2) la follia, che è lo strumento di contestazione per eccellenza, in Pirandello delle forme della
vita sociale, l'arma che fa esplodere convenzioni e rituali, riducendoli all'assurdo e
rivelandone l'inconsistenza( si pensi ai protagonisti dell'Enrico IV o di Uno, nessuno,
centomila.)
Il rifiuto della vita sociale dà luogo, nell'opera pirandelliana, ad una figura ricorrente:
il “forestiere dalla vita”, colui che “ha capito il gioco” , ha preso coscienza del carattere del
tutto ingannevole (falso) del meccanismo sociale e si esclude, si isola, guardando vivere gli
altri dall'esterno della vita e dall'alto della sua superiore consapevolezza, rifiutando di
assumere la sua “parte”, osservando gli uomini imprigionati dalla “trappola” con un
atteggiamento umoristico, di irrisione e pietà.

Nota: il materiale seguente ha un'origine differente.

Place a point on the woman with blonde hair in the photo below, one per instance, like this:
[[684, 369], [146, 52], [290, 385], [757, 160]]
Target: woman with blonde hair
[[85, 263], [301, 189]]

Questo atteggiamento Pirandello lo definisce “Filosofia del lontano”: essa consiste nel
contemplare la realtà come da un'infinita distanza, in modo da vedere in una prospettiva
assorta (straniata) tutto ciò che l'abitudine ci fa considerare “normale” e in modo da coglierne
l'inconsistenza, l'assurdità, la mancanza totale di senso.